As scrum after scrum is reset, experts agree that the rules regarding scrums and 'the hit' are complex and unworkable as teams try to gain advantage. Lives could be at risk. Paul Ackford writes in the Sunday Telegraph.
"Phil Keith-Roach, who was responsible for England’s scrummage during their successful 2003 World Cup campaign and who now coaches Sale, believes that the problem of collapsed scrums at the elite level is now so serious that “lives are at risk” unless the International Rugby Board acts swiftly to address the dangers.
"Collapsed scrums, euphemistically and inaccurately labelled resets, have blighted a number of recent matches, including England’s encounter with Scotland, where it took nearly three minutes before the ball was back in play at one scrum because of the number of collapses. But Keith-Roach’s concerns go far beyond a distorted and tedious spectacle.

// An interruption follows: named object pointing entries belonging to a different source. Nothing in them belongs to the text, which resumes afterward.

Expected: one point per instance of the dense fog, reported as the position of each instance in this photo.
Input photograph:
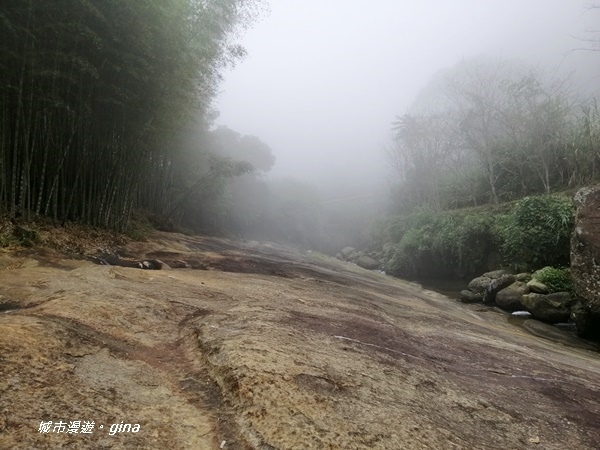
(323, 81)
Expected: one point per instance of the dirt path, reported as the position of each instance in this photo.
(270, 349)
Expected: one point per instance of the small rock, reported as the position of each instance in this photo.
(366, 262)
(347, 251)
(479, 285)
(494, 274)
(524, 276)
(509, 298)
(467, 296)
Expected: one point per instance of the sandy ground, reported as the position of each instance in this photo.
(267, 348)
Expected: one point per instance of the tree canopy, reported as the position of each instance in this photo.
(92, 92)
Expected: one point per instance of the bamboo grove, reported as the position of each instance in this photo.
(91, 93)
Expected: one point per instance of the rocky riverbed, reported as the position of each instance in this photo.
(255, 346)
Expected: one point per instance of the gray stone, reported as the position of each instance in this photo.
(467, 296)
(479, 285)
(554, 334)
(366, 262)
(509, 298)
(585, 258)
(496, 285)
(552, 308)
(494, 274)
(537, 287)
(347, 251)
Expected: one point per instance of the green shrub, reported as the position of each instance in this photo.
(556, 280)
(537, 233)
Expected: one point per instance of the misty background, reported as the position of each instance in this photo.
(323, 81)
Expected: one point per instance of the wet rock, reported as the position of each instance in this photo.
(467, 296)
(551, 308)
(494, 274)
(366, 262)
(554, 334)
(509, 298)
(479, 285)
(347, 252)
(524, 276)
(496, 285)
(537, 286)
(585, 259)
(179, 264)
(584, 320)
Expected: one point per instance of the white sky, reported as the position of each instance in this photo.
(324, 79)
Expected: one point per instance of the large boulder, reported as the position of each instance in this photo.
(485, 287)
(585, 259)
(498, 284)
(467, 296)
(509, 298)
(366, 262)
(537, 287)
(479, 285)
(494, 274)
(551, 308)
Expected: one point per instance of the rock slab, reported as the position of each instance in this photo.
(585, 259)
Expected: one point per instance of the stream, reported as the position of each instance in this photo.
(565, 333)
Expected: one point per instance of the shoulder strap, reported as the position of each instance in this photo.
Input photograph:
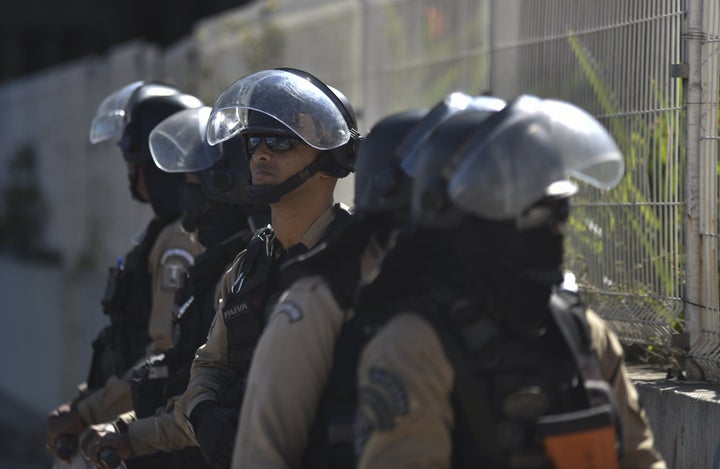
(569, 313)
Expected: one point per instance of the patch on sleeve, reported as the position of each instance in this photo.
(384, 399)
(173, 276)
(291, 310)
(379, 403)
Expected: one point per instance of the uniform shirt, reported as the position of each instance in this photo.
(289, 372)
(406, 362)
(210, 372)
(170, 257)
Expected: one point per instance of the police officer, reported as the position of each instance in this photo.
(301, 137)
(141, 288)
(223, 219)
(310, 423)
(492, 363)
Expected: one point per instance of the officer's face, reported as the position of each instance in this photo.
(269, 167)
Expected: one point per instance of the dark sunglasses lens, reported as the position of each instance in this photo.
(276, 144)
(279, 143)
(253, 144)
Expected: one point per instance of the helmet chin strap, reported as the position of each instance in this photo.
(269, 194)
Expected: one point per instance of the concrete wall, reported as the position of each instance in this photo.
(684, 417)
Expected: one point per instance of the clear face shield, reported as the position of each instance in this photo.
(410, 148)
(292, 101)
(178, 144)
(111, 115)
(538, 144)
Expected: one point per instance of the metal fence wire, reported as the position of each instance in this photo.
(614, 59)
(645, 253)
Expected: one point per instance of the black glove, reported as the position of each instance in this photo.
(215, 428)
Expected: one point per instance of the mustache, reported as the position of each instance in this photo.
(262, 166)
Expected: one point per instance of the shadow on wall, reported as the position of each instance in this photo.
(22, 437)
(23, 209)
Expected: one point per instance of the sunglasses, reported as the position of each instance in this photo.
(274, 144)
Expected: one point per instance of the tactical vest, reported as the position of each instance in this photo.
(509, 395)
(167, 375)
(330, 441)
(128, 303)
(255, 291)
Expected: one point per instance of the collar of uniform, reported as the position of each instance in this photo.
(316, 231)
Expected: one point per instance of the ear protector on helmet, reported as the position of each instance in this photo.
(343, 156)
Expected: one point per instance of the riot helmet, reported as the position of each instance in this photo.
(178, 145)
(292, 103)
(510, 179)
(526, 153)
(442, 134)
(216, 206)
(133, 111)
(381, 185)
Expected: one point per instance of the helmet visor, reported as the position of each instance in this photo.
(537, 144)
(110, 117)
(409, 149)
(292, 101)
(178, 144)
(589, 152)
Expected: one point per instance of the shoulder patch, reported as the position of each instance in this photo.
(173, 276)
(291, 310)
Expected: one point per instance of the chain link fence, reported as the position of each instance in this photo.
(645, 253)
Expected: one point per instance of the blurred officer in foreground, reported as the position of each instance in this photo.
(220, 215)
(301, 137)
(141, 288)
(310, 423)
(495, 364)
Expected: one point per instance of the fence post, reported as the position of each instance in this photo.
(693, 281)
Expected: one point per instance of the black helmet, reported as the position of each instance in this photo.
(505, 179)
(435, 144)
(381, 185)
(134, 110)
(178, 145)
(294, 103)
(524, 154)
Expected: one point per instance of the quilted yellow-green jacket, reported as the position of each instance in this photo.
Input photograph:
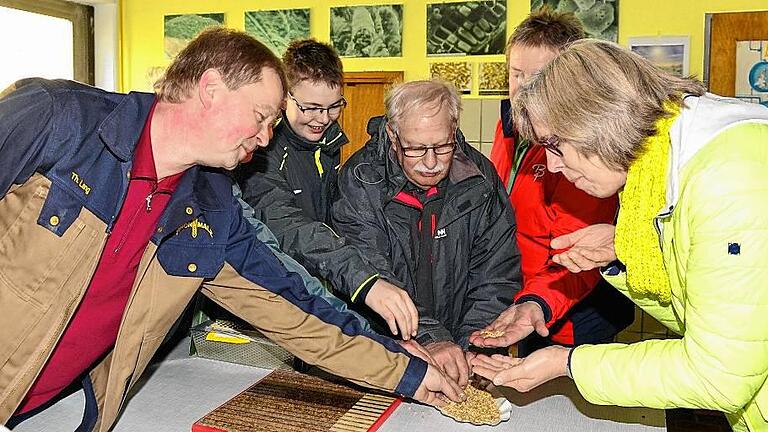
(714, 237)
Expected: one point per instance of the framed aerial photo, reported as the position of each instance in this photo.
(178, 30)
(600, 18)
(367, 31)
(670, 53)
(457, 73)
(277, 28)
(467, 28)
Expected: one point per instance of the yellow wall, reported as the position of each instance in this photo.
(142, 28)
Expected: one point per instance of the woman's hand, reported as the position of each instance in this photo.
(526, 373)
(585, 249)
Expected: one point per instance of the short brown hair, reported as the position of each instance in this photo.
(318, 62)
(602, 98)
(237, 56)
(547, 28)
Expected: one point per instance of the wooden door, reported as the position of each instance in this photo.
(364, 92)
(726, 30)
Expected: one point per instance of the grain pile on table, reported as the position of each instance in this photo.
(479, 408)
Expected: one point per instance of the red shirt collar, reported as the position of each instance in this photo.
(144, 160)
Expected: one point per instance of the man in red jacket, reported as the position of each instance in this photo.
(561, 307)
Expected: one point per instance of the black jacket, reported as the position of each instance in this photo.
(476, 263)
(284, 185)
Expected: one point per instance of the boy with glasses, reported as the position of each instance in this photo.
(291, 184)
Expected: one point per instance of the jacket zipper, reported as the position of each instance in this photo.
(657, 226)
(124, 238)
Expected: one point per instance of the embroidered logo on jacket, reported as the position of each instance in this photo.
(80, 183)
(195, 225)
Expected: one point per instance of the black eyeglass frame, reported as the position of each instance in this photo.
(551, 143)
(441, 150)
(318, 111)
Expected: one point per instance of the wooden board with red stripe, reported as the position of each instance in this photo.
(286, 401)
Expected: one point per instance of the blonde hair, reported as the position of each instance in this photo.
(601, 98)
(406, 99)
(546, 28)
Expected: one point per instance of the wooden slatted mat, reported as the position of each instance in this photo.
(287, 401)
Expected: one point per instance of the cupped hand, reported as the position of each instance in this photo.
(517, 322)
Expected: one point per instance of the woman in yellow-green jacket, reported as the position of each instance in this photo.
(690, 244)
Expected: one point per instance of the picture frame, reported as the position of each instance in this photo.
(670, 53)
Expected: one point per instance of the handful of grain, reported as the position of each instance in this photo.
(492, 333)
(479, 408)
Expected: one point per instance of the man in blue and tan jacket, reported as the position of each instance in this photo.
(115, 210)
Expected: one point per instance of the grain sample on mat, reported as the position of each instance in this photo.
(480, 408)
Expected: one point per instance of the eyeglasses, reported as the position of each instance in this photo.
(262, 119)
(551, 144)
(333, 110)
(415, 152)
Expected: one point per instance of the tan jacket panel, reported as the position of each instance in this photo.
(40, 286)
(306, 336)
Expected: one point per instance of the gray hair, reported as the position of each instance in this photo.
(601, 98)
(404, 100)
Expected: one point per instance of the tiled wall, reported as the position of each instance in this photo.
(478, 122)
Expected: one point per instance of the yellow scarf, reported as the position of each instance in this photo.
(644, 194)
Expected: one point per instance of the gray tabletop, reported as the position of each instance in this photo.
(178, 391)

“The IRB are diabolical,” he said. “They say they are interested in player welfare but I think they are putting people’s lives at risk. If we continue to have unnecessary forces on engagement someone is going to break their neck. The doctors who operated on Trevor Woodman and Phil Vickery [the props who started for England in the final of the 2003 World Cup] say that you can build all the musculature you like in the gym but you cannot increase the strength of the disc. They also tell you that an ordinary person can break a neck by having 100kg hit them at an inappropriate angle. Well, something like 1,000kg goes through a tighthead at scrum time. It’s only got to go marginally wrong and something terrible happens.”